Entrees usually come with the aforementioned tostones and either red or black beans, though not uniformly, so read the menu with a close eye. Gothamist opted for the Masitas de Puerco, Mojo marinated pork served with grilled onions, roasted corn, and a sweet potato hash. Large, juicy, boneless hunks of pork, seared to a crisp on the outside, but tender inside, came on a bed of deliciously fresh medley of corn and potato. Our dining companion devoured the must-try Cuban classic, Ropa Vieja, a beef stew made from pull flank steak with fresh peppers, onions, tomatoes, and kicked up with a healthy amount of freshly ground cumin.
Traditional flan or tres leches with roasted pineapple salsa will satisfy any sweet end-of-meal cravings, though with a pitcher of either red or white sangria during the meal, you might not need dessert. Beer, fresh juice, and cocktails are also offered.
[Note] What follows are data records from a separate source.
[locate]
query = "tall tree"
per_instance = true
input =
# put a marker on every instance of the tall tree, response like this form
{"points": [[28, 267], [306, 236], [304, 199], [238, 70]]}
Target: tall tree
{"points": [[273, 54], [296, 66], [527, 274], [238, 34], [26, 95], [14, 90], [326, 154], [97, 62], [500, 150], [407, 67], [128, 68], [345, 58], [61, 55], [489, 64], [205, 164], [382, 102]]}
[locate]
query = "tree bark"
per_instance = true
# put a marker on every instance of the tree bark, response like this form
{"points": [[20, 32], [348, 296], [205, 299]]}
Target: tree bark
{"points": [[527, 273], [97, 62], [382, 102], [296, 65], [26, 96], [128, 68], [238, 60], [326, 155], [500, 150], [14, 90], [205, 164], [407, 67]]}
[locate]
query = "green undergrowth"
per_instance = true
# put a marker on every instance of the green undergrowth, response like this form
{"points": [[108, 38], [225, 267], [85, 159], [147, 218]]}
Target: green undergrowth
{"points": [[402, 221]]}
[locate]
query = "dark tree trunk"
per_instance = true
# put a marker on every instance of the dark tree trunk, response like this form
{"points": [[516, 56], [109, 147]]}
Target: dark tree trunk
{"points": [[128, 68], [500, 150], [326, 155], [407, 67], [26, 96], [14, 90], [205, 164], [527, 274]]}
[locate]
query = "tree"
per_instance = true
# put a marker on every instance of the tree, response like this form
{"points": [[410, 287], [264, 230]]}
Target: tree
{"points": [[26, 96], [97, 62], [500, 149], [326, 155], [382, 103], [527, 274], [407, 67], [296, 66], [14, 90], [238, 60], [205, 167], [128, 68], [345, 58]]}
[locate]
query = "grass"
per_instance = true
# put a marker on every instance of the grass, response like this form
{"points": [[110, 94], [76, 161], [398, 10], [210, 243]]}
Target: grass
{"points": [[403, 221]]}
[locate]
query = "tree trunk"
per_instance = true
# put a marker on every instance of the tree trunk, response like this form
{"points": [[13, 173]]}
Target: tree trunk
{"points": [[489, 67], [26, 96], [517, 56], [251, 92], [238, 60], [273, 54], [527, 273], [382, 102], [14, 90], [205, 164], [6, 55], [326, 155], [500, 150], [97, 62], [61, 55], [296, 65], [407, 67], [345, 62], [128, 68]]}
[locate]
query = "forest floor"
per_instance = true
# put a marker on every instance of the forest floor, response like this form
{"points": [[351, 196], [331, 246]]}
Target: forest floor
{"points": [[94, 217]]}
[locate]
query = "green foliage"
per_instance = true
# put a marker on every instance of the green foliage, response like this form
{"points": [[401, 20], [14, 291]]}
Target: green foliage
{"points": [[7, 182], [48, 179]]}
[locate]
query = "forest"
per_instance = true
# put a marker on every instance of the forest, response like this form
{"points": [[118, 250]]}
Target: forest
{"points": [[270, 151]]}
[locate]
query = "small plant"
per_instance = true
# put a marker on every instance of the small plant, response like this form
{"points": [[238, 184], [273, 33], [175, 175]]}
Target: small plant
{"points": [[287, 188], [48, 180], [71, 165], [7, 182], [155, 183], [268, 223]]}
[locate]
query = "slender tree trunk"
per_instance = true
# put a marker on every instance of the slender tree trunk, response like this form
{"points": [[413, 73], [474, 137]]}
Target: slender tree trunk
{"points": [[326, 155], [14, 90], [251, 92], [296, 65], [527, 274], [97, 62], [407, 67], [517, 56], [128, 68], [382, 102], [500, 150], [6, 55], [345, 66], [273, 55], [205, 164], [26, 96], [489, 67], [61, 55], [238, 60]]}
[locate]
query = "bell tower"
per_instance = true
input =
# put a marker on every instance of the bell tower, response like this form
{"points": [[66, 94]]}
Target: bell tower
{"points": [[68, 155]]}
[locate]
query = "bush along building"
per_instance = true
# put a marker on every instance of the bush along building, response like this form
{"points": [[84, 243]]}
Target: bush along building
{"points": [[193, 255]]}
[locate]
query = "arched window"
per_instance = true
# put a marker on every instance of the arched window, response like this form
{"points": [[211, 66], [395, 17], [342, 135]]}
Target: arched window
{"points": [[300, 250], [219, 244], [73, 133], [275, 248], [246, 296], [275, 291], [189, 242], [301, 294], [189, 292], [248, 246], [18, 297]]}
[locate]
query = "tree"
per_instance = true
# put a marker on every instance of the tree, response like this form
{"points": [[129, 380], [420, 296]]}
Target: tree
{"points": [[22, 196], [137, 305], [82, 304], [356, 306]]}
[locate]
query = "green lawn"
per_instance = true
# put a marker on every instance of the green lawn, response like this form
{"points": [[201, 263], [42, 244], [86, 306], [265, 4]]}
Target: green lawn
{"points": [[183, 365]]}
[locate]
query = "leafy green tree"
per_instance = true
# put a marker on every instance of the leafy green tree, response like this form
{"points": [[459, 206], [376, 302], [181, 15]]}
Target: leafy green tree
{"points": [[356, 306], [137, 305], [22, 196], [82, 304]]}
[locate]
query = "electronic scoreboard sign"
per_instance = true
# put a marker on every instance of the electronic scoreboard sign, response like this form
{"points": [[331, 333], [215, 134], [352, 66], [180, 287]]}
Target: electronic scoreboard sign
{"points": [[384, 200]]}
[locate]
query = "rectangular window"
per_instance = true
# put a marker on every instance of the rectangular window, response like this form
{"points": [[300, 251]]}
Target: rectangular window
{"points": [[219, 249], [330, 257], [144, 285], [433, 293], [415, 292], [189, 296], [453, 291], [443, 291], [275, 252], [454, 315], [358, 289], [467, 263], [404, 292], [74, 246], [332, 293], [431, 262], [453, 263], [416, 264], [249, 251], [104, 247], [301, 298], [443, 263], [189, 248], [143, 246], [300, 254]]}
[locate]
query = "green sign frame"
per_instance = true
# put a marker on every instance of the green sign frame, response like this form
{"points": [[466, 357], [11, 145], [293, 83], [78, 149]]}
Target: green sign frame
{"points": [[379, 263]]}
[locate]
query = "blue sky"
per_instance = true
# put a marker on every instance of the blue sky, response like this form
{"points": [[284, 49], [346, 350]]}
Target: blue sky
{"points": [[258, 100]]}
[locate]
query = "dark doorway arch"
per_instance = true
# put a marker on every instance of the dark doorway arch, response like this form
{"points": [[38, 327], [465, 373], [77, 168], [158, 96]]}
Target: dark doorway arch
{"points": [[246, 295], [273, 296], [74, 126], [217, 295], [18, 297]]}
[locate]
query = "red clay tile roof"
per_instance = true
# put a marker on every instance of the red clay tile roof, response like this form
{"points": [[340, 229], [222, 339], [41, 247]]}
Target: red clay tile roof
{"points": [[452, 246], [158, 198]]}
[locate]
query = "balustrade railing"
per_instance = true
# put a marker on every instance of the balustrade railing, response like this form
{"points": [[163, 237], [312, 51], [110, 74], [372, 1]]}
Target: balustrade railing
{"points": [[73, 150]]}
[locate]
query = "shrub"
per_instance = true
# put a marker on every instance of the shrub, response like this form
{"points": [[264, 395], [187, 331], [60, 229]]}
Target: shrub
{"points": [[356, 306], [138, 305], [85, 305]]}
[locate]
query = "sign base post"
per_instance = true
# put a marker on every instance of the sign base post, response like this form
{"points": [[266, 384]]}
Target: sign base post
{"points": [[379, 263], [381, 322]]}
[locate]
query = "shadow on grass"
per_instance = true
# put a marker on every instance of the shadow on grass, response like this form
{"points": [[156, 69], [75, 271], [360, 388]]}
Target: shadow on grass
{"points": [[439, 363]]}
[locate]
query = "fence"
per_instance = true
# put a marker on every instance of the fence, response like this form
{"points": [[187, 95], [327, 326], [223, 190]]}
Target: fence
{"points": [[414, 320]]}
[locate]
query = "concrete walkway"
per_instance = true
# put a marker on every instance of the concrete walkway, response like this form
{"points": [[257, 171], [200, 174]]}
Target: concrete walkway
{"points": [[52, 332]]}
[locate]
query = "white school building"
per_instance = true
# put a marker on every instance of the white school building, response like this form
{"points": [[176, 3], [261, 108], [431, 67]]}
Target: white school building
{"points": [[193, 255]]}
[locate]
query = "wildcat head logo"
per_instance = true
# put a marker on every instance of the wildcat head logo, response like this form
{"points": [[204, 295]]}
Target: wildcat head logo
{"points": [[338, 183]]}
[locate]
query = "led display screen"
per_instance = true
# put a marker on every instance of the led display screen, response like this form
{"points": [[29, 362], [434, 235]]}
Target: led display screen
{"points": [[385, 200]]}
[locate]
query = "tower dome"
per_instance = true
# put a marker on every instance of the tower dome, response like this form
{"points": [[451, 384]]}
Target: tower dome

With food that is (according to Gothamist's dining companion) both comforting like a home-cooked meal, but flavorful and creative in the way mom's never is, Cafecito is the kind of place that you can't believe you never knew about before, but once discovered, you will go back to over and over again.
Cafecito is located at 185 Avenue C (between 11th & 12th) and open Sun-Wed, 11am-11pm; Thu, 11am-midnight, Fri-Sat, 11am-2am. 212-253-9966.